SPECIALISTS (3): Nick Folk, Jake Bailey, Joe Cardona
Cut: Justin Rohrwasser
Folk gets the nod over rookie kicker Justin Rohrwasser because he’s just plain better. Folk went 17-for-20 on field goals since joining the Patriots while Rohrwasser was 11-for-20 over that span. Plus, Folk has plenty of NFL experience, including a successful stint with the Pats in 2019. Rohrwasser has a big leg, and we see that on display at practice when he kicks from over 50 yards, but he’s wildly inconsistent and had some brutal misses. Rohrwasser will likely end up on the practice squad.
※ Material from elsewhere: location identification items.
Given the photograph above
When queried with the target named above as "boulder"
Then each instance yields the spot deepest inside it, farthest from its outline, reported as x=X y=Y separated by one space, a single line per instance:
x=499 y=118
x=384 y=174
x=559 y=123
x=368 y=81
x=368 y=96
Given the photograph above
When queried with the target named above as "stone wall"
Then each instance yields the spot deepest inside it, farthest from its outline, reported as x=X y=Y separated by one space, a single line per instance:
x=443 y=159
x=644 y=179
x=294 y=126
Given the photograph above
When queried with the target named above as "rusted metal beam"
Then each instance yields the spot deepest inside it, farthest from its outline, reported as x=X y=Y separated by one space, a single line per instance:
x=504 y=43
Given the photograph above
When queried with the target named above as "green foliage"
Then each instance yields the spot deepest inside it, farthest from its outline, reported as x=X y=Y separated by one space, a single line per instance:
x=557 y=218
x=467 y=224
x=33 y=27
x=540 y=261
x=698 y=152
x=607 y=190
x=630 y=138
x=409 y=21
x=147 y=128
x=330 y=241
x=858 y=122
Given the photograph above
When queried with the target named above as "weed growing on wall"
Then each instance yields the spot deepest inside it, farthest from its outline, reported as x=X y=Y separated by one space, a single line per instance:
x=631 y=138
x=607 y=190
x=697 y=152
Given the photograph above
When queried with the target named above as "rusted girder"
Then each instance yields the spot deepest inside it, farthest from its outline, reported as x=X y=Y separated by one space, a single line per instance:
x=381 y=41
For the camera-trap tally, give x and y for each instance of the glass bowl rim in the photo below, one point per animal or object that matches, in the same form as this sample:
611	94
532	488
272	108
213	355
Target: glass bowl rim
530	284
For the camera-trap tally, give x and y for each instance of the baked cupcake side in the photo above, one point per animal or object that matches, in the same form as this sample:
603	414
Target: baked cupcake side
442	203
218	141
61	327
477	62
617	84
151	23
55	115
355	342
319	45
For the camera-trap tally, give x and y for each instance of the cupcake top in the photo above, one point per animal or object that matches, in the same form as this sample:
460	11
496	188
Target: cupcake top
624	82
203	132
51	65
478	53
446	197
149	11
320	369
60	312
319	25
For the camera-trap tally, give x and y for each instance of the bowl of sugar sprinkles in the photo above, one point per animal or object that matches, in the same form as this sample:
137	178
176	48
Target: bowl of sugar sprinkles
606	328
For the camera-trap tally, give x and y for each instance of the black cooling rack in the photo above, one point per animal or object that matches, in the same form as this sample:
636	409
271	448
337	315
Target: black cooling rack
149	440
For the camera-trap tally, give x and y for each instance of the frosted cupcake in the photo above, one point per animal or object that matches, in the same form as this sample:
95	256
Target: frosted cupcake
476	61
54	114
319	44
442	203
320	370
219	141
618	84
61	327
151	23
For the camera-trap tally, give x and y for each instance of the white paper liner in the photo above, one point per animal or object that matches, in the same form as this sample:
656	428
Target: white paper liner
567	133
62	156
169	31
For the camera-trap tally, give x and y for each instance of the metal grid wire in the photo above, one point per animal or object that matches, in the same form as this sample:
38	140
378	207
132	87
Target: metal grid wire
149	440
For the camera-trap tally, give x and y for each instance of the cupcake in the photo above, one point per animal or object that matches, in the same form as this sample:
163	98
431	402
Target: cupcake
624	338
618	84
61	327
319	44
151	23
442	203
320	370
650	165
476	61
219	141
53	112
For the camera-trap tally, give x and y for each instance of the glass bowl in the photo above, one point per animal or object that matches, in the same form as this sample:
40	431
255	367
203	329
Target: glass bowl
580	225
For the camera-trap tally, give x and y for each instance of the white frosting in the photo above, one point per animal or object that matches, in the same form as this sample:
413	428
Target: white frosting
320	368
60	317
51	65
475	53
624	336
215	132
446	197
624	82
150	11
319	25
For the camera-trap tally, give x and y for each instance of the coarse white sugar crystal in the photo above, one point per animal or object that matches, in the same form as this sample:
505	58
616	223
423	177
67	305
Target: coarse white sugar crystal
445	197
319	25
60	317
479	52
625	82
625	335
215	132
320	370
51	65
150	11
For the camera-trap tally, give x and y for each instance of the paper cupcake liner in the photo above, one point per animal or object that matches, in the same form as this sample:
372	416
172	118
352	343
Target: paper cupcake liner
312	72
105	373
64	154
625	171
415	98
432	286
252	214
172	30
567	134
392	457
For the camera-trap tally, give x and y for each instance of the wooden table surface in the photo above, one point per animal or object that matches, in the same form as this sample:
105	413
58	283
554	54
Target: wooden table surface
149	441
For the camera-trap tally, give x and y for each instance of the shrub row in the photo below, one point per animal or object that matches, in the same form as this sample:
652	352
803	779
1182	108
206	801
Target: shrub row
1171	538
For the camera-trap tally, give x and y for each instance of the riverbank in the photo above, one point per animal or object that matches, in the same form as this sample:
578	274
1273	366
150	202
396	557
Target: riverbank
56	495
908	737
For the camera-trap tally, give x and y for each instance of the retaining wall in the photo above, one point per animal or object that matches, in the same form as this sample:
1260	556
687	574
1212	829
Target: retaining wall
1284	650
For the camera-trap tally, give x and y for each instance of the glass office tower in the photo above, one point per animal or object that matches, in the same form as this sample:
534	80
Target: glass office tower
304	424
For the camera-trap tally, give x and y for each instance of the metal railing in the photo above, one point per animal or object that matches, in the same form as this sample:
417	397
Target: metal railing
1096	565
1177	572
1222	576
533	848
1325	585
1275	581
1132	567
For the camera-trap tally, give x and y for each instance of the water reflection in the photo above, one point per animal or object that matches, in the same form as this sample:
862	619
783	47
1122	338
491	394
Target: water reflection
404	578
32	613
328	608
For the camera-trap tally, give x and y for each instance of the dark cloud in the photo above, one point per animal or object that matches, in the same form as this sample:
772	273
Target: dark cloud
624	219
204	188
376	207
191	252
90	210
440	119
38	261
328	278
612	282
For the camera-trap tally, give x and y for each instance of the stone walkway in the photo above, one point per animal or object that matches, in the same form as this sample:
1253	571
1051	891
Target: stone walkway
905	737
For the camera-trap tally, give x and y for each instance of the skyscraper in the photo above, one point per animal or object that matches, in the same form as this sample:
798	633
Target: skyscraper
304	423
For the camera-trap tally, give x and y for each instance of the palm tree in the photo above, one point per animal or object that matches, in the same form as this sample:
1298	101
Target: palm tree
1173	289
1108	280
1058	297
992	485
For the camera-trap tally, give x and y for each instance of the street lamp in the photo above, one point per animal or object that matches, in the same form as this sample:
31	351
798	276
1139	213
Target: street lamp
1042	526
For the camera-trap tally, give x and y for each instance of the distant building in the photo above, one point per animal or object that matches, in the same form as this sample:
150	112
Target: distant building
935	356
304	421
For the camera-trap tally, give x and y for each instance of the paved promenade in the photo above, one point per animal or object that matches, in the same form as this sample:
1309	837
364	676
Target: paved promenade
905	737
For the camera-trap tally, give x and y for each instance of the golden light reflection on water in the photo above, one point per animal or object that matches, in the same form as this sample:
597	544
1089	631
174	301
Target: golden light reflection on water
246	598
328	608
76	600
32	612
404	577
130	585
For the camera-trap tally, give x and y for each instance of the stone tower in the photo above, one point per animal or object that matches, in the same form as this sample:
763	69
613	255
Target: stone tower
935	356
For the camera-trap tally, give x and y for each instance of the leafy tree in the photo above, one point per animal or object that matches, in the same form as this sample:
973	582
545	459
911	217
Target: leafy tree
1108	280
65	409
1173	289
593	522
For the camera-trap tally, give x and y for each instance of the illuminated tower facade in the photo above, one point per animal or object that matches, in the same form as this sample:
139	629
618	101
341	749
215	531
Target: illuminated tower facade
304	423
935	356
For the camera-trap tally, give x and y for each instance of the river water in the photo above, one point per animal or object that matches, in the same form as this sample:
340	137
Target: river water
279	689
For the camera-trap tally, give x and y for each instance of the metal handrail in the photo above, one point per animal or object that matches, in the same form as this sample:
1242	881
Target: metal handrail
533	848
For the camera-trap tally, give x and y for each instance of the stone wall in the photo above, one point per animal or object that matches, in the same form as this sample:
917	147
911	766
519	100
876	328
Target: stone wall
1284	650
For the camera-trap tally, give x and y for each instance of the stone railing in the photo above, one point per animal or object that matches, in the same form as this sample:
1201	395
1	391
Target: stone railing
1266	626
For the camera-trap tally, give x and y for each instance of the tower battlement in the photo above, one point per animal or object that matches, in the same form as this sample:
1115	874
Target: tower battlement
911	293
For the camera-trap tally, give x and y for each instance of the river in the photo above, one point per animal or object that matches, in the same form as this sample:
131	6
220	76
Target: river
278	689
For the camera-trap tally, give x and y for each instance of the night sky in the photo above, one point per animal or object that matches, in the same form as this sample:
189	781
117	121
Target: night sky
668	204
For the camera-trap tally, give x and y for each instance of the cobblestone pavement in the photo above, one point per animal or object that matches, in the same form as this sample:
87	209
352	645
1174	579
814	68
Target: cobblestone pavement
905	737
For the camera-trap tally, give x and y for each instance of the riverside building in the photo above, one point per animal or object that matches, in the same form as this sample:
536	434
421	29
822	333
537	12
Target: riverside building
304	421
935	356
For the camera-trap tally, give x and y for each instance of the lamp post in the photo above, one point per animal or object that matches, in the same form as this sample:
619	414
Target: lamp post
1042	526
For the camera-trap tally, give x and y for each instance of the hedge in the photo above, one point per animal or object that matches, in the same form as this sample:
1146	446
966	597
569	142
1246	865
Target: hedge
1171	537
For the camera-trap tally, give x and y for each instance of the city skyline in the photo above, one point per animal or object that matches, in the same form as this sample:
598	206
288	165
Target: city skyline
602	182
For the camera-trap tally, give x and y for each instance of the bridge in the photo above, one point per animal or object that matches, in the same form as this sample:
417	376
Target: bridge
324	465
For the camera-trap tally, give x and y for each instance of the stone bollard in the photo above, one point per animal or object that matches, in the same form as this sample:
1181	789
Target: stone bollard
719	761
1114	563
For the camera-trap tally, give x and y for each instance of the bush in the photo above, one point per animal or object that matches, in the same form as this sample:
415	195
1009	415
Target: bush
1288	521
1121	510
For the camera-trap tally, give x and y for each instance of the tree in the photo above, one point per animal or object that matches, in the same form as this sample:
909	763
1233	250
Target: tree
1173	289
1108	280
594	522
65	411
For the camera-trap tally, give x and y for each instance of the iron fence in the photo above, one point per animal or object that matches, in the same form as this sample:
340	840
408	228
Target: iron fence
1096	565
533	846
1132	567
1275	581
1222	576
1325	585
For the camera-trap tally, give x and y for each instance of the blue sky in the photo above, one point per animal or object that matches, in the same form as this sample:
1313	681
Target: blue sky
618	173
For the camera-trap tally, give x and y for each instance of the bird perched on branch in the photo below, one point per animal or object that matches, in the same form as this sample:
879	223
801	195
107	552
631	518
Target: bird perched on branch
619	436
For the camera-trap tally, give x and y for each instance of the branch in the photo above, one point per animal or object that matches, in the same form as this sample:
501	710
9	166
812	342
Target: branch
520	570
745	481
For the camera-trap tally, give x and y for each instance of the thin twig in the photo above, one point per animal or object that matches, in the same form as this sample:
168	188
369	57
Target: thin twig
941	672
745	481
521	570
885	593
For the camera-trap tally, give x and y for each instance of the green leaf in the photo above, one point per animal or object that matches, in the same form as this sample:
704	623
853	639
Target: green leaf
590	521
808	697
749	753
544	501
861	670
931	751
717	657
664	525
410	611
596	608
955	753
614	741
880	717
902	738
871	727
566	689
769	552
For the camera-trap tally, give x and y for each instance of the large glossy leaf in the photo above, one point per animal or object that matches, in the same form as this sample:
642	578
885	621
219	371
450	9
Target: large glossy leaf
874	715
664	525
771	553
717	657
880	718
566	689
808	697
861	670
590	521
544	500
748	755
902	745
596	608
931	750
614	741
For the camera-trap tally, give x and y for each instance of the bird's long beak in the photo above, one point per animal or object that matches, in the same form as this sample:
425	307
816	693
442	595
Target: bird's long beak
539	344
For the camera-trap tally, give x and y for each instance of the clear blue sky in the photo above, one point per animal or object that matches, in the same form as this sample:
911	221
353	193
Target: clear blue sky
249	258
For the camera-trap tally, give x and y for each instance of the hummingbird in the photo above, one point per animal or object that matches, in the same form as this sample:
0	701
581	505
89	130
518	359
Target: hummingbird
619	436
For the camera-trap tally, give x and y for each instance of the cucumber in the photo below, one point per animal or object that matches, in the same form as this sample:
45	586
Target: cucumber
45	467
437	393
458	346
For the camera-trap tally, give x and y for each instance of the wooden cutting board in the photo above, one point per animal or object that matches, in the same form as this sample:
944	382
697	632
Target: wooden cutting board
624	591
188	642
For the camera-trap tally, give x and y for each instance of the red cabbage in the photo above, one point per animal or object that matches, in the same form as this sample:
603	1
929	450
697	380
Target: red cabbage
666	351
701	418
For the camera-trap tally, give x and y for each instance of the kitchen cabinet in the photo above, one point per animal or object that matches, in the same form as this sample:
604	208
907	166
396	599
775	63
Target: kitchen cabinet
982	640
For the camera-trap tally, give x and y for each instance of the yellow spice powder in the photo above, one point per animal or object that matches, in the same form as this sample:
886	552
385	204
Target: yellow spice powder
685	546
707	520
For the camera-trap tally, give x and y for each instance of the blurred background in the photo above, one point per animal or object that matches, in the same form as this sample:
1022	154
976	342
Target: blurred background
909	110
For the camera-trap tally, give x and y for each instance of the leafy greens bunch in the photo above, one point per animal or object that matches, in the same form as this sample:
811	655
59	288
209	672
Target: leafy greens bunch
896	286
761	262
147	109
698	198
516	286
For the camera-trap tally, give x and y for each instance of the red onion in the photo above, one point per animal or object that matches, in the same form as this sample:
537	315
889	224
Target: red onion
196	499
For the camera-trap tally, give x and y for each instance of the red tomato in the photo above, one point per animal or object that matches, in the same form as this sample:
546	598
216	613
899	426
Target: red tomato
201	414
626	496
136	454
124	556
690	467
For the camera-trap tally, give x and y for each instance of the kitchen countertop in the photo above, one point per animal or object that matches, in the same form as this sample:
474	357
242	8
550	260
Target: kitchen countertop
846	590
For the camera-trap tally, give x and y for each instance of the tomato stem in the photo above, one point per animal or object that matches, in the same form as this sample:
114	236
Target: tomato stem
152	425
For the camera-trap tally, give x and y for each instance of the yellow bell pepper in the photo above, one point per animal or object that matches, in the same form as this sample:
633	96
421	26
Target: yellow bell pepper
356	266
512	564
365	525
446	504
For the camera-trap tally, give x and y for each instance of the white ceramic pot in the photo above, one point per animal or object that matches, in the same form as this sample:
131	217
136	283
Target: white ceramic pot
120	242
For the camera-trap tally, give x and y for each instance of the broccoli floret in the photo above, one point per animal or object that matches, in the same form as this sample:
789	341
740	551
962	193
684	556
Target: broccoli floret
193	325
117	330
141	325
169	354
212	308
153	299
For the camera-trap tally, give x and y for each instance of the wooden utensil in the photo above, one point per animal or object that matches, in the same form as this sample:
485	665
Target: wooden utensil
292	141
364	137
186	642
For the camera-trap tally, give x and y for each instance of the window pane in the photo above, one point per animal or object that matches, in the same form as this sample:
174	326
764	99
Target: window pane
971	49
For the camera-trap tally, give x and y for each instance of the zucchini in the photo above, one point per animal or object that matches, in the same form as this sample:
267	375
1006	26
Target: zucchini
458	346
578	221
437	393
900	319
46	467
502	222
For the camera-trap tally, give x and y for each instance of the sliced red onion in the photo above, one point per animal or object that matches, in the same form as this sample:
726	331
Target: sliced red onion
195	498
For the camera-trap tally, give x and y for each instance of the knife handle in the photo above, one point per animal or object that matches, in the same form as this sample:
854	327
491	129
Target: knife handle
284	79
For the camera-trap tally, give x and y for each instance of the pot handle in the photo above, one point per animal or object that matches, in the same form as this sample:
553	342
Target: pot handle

COVERAGE ACES (1): Matthew Slater
Cut: Justin Bethel
Some might immediately say there’s no way Bill Belichick will release Bethel. However, if you keep the veteran special teamer, you need to leave off a younger player with higher upside. For example, there isn’t a spot for one of the rookie offensive linemen or a sixth wide receiver (Jeff Thomas). The team might not need to make this move if something is going on behind the scenes that we do not know, like an injured player or trade. Regardless, trying to integrate younger players should be a priority this season, not hanging onto every last special teamer as they would in the Brady era.